Diperbarui: 18 Juni 2015   04:35

Kompasiana adalah platform blog. Konten ini menjadi tanggung jawab bloger dan tidak mewakili pandangan redaksi Kompas.

1406967259932320590


GTPC n Friend

Ujug-ujug ke Ujung Genteng, 14 jam untuk 14 orang

Tengah malam ujug-ujug mr mahkota nge whatsapp di grup WA GTPC, “all kumpul sekarang dirumah mahkota ya” begitu kicauannya, ya dirumah mahkota sudah ada beberapa peserta yang hadir, ada mr. a, bob beserta Poldanya, bung mahkota begitu pula dengan poldanya, ada mekanik kami, orang highlandhanya itu sepertinya, diluar mahkota sudah menunggu mr. e dan saudaranya yang masih duduk di bangku 3 smp. Sudah ada 7 motor mulai meninggalkan rumah mahkota dan menuju kerumah mr. namex, doa pun membuat kami bergegas memulai perjalanan menuju satu tujuan ujung genteng, baru sampai di german center, ada mr. B yang siap untuk bergabung, total motor ada 8 dan siap melaju, bob dan poldanya memimpin barisan kami. Rusaknya jalan dan gelapnya tanpa lampu penerangan jalan tak menyurutkan semangat kami menerobos dinginnya dinihari di hari itu. Sebelum masuk daerah parung, kami benar benar menerapkan manajemen turing dengan baik, ada satu motor sebagai korlapnya untuk memantau barisan depan dan belakang ya dialah mr. mekanik kami, handy talkie menjadi alat kebanggaan sebagai komunikasi dengan si bob motor yang paling depan. Namun alat kebanggaan itu hanya bertahan di daerah parung sebelum masuk bogor kota dikarenakan baterari yang habis.

Kecepatan memasuki bogor kota dan tajur rata-rata 60-70 km/jam. Pukul 3 pagi sampai lah di tajur dan mulai memasuki jalur menuju cibadak-sukabumi, dingin mulai menggrogoti tubuh kami, tapi semangat dan kebersamaan menghangatkan itu semua. Di tengah perjalanan kami berhenti di rest area, Bob dan adiknya yang menggelar tiker, abang adik itu memang luar biasa jasanya untuk kepedulian peserta rombongan. Sebagian dari kami terlelap, kurang 30 menit kami beristirahat dan kembali melanjutkan perjalanan. Fajar pun menyapa kami, namu itu yang membuat kami panik,sampai di pusat kota sukabumi, seorang dari kami berkata “kayanya kita salah arah deh, ga lewat sini, seharusnya kita belok tadi” nah loh, dan seorang peserta rombongan mengambil keputusan untuk bertanya kepada warga sekitar, ya masih ada jalan dari tempat kami menepi saat itu, akhirnya, gps pun dipakai untuk mengarahkan tujuan kita,”pokoknya kita kearah surade” saut bob kepada yang lainnya. Kami pun mulai jalan dan sekeita itu manajemen turing seakan tidak diterapkan, yang terpenting semuanya mengikuti yang didepannya.
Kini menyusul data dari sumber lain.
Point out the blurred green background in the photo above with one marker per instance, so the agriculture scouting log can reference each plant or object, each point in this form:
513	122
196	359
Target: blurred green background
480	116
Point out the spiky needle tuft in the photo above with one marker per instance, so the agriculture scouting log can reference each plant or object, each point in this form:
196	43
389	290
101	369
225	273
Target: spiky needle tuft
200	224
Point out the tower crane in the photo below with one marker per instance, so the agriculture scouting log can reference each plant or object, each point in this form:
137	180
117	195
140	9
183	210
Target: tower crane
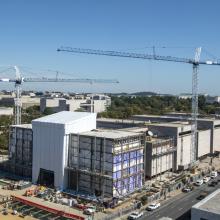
196	62
19	80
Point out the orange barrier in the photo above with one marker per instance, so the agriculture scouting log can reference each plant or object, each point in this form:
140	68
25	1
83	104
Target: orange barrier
48	209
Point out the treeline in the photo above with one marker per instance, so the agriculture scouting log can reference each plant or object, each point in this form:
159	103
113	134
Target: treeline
124	106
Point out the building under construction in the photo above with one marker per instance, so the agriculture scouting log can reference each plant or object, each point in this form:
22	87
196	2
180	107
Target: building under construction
160	155
20	150
106	163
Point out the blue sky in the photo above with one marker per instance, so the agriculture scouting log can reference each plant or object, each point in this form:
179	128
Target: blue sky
31	31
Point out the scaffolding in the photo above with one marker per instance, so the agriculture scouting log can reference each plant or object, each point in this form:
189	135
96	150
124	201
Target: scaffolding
106	167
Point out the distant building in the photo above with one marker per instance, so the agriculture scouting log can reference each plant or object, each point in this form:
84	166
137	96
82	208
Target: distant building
208	208
91	103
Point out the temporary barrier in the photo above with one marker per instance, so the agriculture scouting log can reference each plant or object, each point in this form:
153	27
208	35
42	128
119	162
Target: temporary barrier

Menempuh cukup jauh dari pusat kota sukabumi, kami berhenti kembali di rest area untuk mengisi bensin dan mengecek kebenaran gps, ”ada pohon kelapa, sepertinya udah dekat pantai” sedikit celotehan dari seorang kami untuk menghibur. Kami pun mulai melanjutkan perjalan, kali ini mengandalkan petunjuk jalan bewarna hijau yang mengarahkan panah bertuliskan surade dan ujung genteng. Mental pengemudi dan yang diboncengi sudahmulai terkuras. Lapar pun tak tertahankan, ya kami pun berhenti di sebuah warung sederhana, disitu tersaji nasi kuning terbungkus rapi dan aneka gorengan. Semua tanpa terkecuali mulai melahap nasi tersebut beserta gorngannya, “ini berapaan pak?” “nasi kuning 2ribu, gorengan 500” kata seorang pedagang setengah baya itu, cukup murah memang dan mengenyangkan, kami pun rela memberi uang lebih karena gorengan yang murah dan super enak itu. Selesai makan kami pun melanjutkan perjalanan. Selama perjalanan dari tangerang canda dan tawa selalu melingkupi kebersamaan kami.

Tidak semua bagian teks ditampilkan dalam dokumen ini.